ARM-based NVIDIA Grace server chip with 500 GB/s UMA claims lower power and higher performance than competing Intel & AMD designs

leman · Mar 19, 2024

dada_dave said:
Indeed, beyond introducing FP4, I don't think there's been much of a substantial change in microarchitecture from Hopper that I can see, but I may be wrong.

My impression is that it just got bigger.

dada_dave · Mar 19, 2024

leman said:
My impression is that it just got bigger.

Mine too.

Jimmyjames · Mar 19, 2024

This may have been mentioned, but Blackwell is 4nm. The same as the current gen. It’ll be interesting to see if or how this affects performance.

dada_dave · Mar 19, 2024

Jimmyjames said:
This may have been mentioned, but Blackwell is 4nm. The same as the current gen. It’ll be interesting to see if or how this affects performance.
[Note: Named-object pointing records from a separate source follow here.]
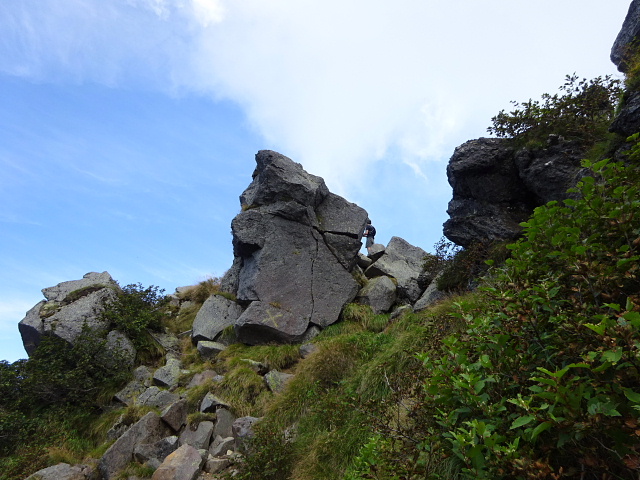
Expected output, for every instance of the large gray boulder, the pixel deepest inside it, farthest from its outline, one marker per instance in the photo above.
(216, 314)
(68, 307)
(148, 429)
(489, 198)
(183, 464)
(379, 293)
(61, 471)
(200, 437)
(295, 244)
(627, 122)
(243, 432)
(621, 51)
(169, 374)
(405, 263)
(495, 187)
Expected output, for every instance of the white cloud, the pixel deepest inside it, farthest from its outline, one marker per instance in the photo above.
(334, 84)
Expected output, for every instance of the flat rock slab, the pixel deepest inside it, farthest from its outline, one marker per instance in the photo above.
(183, 464)
(148, 429)
(198, 438)
(62, 471)
(216, 314)
(379, 293)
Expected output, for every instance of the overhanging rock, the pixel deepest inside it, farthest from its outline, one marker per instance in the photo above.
(295, 244)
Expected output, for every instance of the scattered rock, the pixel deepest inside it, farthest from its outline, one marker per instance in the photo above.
(168, 375)
(224, 423)
(277, 381)
(243, 431)
(175, 415)
(379, 293)
(626, 37)
(61, 471)
(405, 263)
(217, 465)
(183, 464)
(430, 296)
(158, 451)
(216, 314)
(307, 349)
(210, 403)
(156, 397)
(202, 377)
(148, 429)
(221, 445)
(198, 438)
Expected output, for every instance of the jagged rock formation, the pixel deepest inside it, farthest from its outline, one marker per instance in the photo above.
(496, 187)
(68, 307)
(295, 245)
(630, 30)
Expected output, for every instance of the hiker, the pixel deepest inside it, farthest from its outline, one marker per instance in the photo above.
(370, 233)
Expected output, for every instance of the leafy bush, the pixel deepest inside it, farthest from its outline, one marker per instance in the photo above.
(78, 374)
(583, 112)
(544, 381)
(135, 311)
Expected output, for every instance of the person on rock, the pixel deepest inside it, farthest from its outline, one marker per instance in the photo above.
(370, 233)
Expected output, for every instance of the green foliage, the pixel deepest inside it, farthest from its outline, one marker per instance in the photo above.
(582, 112)
(543, 382)
(463, 266)
(135, 311)
(79, 374)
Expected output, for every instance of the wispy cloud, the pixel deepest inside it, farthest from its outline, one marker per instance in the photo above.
(334, 84)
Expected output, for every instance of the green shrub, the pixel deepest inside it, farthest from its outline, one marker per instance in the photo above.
(135, 311)
(582, 112)
(544, 382)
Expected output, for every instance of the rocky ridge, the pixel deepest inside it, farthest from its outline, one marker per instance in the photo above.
(296, 265)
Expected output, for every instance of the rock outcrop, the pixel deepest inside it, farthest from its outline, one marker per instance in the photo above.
(496, 187)
(295, 246)
(628, 34)
(68, 307)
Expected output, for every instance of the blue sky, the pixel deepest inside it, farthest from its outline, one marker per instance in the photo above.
(128, 128)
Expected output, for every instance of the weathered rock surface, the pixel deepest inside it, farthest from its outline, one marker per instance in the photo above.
(119, 342)
(404, 262)
(277, 381)
(175, 415)
(148, 429)
(210, 403)
(156, 397)
(61, 471)
(243, 431)
(169, 374)
(221, 445)
(69, 306)
(495, 187)
(200, 437)
(183, 464)
(200, 378)
(216, 314)
(210, 349)
(379, 293)
(295, 244)
(430, 296)
(224, 423)
(630, 30)
(157, 450)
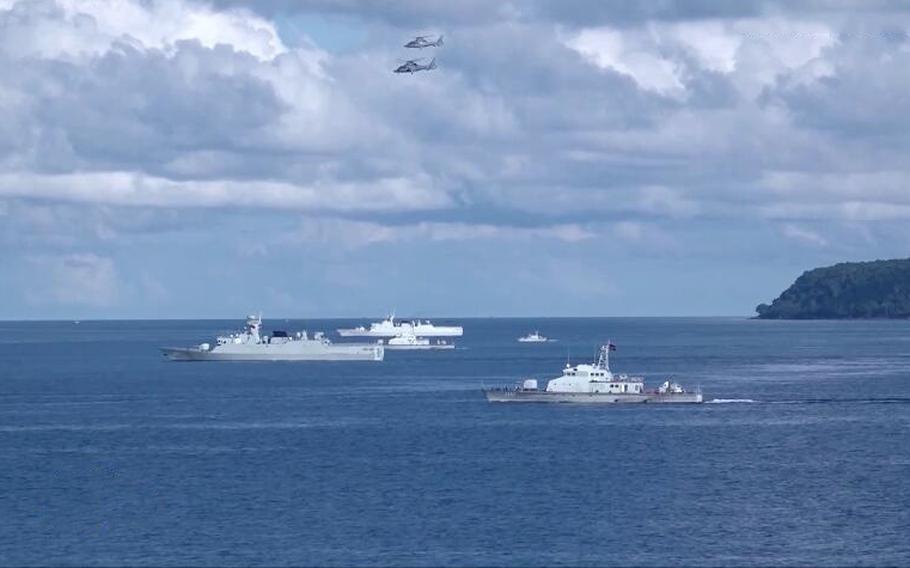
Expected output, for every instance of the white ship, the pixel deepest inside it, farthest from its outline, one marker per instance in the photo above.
(408, 341)
(250, 345)
(533, 338)
(390, 328)
(594, 384)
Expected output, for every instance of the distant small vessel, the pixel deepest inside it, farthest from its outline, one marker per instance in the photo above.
(390, 328)
(533, 338)
(250, 345)
(408, 341)
(593, 384)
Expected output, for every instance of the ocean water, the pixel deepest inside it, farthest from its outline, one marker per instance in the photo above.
(111, 455)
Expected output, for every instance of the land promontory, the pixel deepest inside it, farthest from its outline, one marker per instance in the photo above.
(876, 289)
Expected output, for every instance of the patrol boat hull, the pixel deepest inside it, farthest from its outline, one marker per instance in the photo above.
(518, 395)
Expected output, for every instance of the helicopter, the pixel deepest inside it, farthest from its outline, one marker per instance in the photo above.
(412, 66)
(421, 42)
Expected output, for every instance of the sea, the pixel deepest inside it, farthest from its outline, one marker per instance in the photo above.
(111, 455)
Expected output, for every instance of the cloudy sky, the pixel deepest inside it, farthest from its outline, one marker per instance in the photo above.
(184, 158)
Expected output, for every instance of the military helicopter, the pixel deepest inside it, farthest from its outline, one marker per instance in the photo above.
(412, 66)
(421, 42)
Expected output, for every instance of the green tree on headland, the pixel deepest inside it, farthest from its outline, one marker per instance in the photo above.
(876, 289)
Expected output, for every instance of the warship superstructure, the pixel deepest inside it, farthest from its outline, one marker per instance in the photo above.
(594, 383)
(250, 345)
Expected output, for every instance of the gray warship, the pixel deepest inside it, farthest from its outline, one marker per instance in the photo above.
(250, 345)
(594, 383)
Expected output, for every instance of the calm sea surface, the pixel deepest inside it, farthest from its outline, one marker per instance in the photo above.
(111, 455)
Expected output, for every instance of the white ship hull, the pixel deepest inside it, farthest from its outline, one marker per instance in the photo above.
(518, 395)
(264, 352)
(419, 331)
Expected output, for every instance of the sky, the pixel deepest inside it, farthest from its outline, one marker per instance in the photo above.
(186, 158)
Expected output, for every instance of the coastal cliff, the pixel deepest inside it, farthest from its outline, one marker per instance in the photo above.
(876, 289)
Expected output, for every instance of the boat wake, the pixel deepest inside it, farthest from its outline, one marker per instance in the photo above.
(883, 400)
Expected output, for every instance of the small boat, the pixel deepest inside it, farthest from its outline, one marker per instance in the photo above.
(533, 338)
(390, 328)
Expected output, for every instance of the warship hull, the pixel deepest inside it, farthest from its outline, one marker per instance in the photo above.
(519, 395)
(263, 353)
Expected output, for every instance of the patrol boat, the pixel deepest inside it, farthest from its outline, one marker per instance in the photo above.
(533, 338)
(594, 384)
(389, 328)
(250, 345)
(408, 341)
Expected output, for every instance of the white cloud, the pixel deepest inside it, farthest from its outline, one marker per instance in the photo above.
(75, 279)
(136, 189)
(803, 235)
(79, 28)
(364, 233)
(754, 51)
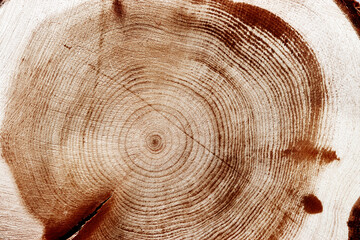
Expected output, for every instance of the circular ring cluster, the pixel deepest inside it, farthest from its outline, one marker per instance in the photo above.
(181, 115)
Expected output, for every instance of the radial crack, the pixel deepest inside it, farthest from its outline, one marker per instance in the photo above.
(72, 232)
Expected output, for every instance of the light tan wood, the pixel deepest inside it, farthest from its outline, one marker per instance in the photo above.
(178, 119)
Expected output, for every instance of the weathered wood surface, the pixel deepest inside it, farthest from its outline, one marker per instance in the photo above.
(179, 120)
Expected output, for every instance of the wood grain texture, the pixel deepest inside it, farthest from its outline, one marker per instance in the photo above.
(175, 120)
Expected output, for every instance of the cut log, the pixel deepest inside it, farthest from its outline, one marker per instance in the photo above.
(179, 119)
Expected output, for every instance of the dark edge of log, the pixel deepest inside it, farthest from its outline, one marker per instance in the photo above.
(351, 9)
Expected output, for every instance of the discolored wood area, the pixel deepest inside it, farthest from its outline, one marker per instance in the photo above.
(167, 120)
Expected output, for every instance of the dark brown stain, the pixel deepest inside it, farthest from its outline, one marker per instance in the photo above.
(351, 9)
(312, 204)
(27, 139)
(354, 222)
(306, 151)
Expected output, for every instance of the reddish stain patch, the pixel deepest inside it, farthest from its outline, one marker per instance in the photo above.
(306, 151)
(312, 204)
(354, 221)
(351, 9)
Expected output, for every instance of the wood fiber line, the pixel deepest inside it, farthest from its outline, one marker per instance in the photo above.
(199, 118)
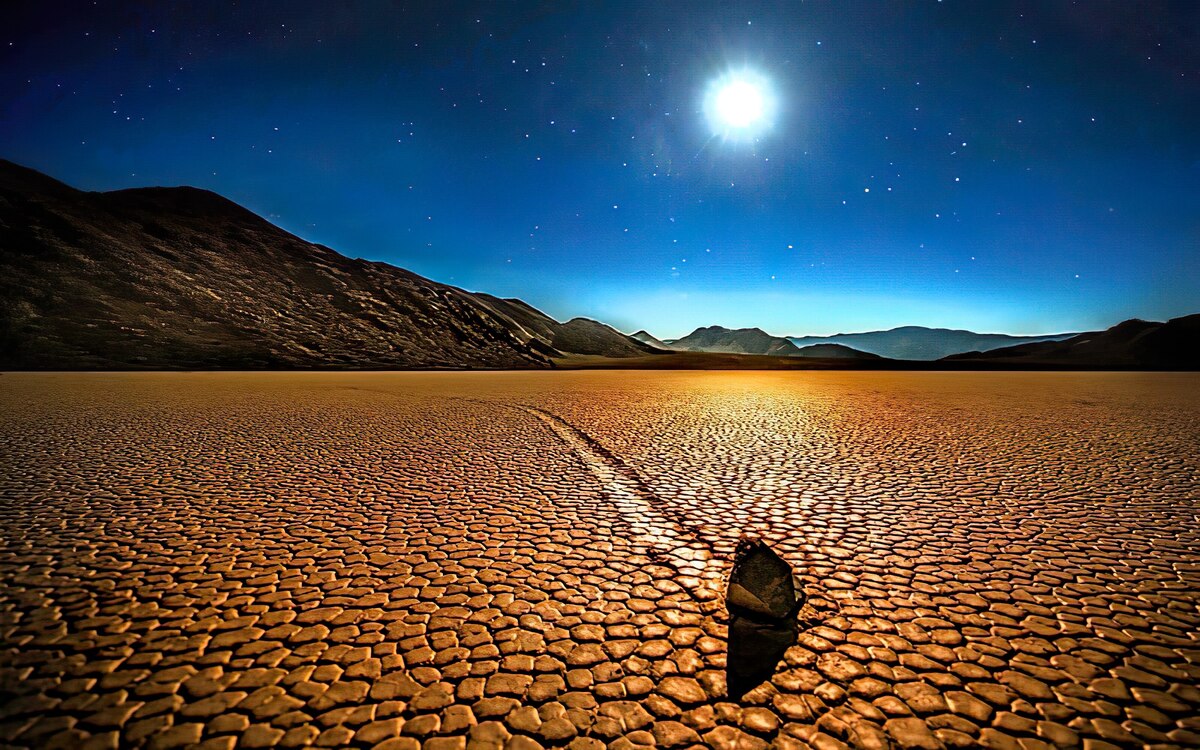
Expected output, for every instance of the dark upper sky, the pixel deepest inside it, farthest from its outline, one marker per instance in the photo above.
(1018, 167)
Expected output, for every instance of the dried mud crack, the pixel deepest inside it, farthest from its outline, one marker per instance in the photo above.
(288, 559)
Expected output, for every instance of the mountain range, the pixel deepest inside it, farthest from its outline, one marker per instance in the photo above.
(1134, 343)
(184, 279)
(915, 342)
(756, 341)
(181, 277)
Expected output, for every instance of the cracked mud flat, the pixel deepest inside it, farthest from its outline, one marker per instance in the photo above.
(535, 559)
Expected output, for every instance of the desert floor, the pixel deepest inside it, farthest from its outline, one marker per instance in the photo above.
(538, 559)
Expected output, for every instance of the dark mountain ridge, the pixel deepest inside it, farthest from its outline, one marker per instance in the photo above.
(917, 342)
(735, 341)
(181, 277)
(1138, 345)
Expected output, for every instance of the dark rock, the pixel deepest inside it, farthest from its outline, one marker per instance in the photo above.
(761, 583)
(762, 603)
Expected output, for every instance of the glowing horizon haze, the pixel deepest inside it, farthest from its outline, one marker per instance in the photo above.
(809, 169)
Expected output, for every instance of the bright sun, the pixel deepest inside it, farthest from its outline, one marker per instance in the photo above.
(739, 103)
(739, 106)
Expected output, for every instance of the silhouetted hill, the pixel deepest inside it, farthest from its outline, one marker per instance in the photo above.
(739, 341)
(834, 351)
(647, 337)
(184, 279)
(1141, 345)
(585, 336)
(916, 342)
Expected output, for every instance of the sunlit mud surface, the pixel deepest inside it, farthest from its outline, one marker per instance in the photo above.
(538, 559)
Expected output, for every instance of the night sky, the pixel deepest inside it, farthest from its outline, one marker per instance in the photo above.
(1026, 167)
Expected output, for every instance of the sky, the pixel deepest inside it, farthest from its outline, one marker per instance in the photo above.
(807, 168)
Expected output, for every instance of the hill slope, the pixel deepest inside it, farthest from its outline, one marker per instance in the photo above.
(1174, 345)
(735, 341)
(834, 351)
(647, 337)
(184, 279)
(916, 342)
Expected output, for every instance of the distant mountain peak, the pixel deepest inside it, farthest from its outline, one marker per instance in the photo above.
(918, 342)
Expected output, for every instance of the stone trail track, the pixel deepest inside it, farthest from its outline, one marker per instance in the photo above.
(453, 561)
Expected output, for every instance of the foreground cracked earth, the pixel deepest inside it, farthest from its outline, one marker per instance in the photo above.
(537, 559)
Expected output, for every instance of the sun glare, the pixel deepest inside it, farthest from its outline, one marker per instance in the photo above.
(739, 106)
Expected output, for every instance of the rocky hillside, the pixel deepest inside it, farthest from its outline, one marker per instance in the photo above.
(916, 342)
(184, 279)
(1137, 345)
(647, 337)
(735, 341)
(834, 351)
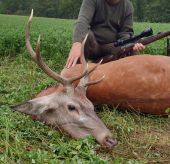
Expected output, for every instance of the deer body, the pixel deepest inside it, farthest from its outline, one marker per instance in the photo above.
(140, 83)
(68, 110)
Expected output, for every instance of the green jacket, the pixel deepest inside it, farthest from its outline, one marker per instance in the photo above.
(108, 22)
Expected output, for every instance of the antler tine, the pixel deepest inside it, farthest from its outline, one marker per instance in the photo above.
(37, 57)
(85, 65)
(85, 81)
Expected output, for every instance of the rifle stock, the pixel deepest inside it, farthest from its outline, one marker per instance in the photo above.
(114, 53)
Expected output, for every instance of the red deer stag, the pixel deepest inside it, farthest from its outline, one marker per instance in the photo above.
(139, 83)
(68, 110)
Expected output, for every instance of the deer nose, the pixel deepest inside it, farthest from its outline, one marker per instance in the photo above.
(109, 142)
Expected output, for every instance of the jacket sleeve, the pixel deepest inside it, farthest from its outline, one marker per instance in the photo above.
(126, 30)
(85, 17)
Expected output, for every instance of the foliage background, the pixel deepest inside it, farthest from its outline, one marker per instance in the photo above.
(145, 10)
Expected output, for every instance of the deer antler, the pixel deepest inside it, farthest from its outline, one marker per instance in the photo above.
(37, 58)
(84, 82)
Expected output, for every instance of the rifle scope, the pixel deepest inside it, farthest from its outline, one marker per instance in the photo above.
(145, 33)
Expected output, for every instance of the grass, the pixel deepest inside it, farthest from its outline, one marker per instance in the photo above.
(142, 139)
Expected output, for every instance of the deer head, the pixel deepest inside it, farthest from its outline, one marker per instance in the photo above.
(68, 110)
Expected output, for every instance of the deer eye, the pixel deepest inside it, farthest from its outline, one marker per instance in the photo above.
(71, 108)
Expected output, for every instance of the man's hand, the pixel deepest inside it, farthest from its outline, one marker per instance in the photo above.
(138, 47)
(74, 55)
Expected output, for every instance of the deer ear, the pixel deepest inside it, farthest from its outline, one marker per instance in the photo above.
(32, 107)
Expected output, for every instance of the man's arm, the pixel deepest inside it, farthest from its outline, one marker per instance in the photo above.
(126, 30)
(81, 29)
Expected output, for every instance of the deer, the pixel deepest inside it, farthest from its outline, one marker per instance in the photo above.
(69, 110)
(139, 83)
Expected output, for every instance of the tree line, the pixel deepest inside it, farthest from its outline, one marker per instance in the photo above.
(145, 10)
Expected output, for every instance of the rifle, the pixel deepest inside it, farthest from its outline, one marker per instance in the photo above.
(115, 52)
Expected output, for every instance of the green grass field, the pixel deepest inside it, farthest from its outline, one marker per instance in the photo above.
(142, 139)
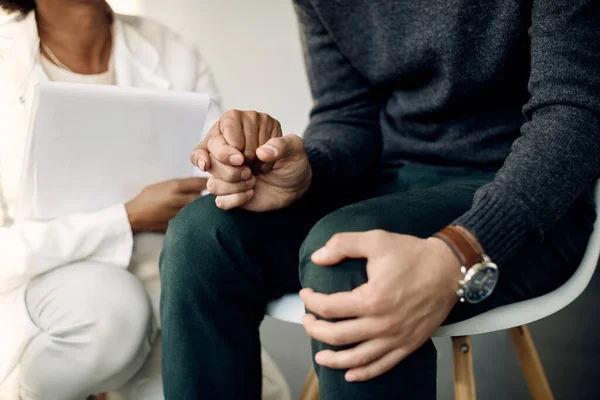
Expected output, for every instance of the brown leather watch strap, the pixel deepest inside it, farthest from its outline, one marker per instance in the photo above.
(468, 253)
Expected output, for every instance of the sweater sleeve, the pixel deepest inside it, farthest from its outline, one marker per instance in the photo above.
(343, 139)
(558, 153)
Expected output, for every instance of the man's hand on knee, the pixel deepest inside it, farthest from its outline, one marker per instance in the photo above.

Yeah I strongly suspect nothing much has changed partially as a result of this. My suspicion is that Apple sucked too much of TSMC 3nm until the end of the year and that was too long for Nvidia to wait, especially since Blackwell is near the reticle limit of just over 800nm^2 and can have two such dies. It's basically if the Ultra were a single die and the Extreme was two Ultras glued together. Given that despite the expense of producing such a monster and the margins Nvidia has tacked on on top, Nvidia has sold basically every H-series chip before its even made, Nvidia most likely needs a lot of capacity.

theorist9 · Mar 20, 2024

Speaking of UMA, I found out something interesting about UMA in Intel chips with integrated graphics, during an exchange with Howard Oakley of eclecticlight.co. As many of you know, those also offer UMA (and AMD's do as well). Intel confirms that here:

"With Intel processor graphics, using zero copy always results in better performance relative to the alternative of creating a copy on the host or the device. Unlike other architectures with non-uniform memory architectures, memory shared between the CPU and GPU can be efficiently accessed by both devices....Notice a single pool of memory is shared by the CPU and GPU, unlike discrete GPU’s that have their own dedicated memory that must be managed by the driver."
https://www.intel.com/content/dam/d.../documents/opencl-zero-copy-in-opencl-1-2.pdf

What's interesting—and this is what Howard pointed out—is that this UMA was not implemented in Intel Macs—at least when they were running MacOS (not sure how things operated in Bootcamp/Windows):

“Device memory models vary by operating system. iOS and tvOS devices support a unified memory model in which the CPU and the GPU share system memory. macOS devices support a discrete memory model with CPU-accessible system memory and GPU-accessible video memory.....IMPORTANT Some macOS devices feature integrated GPUs. In these devices, the driver optimizes the underlying architecture to support a discrete memory model. macOS Metal apps should always target a discrete memory model.”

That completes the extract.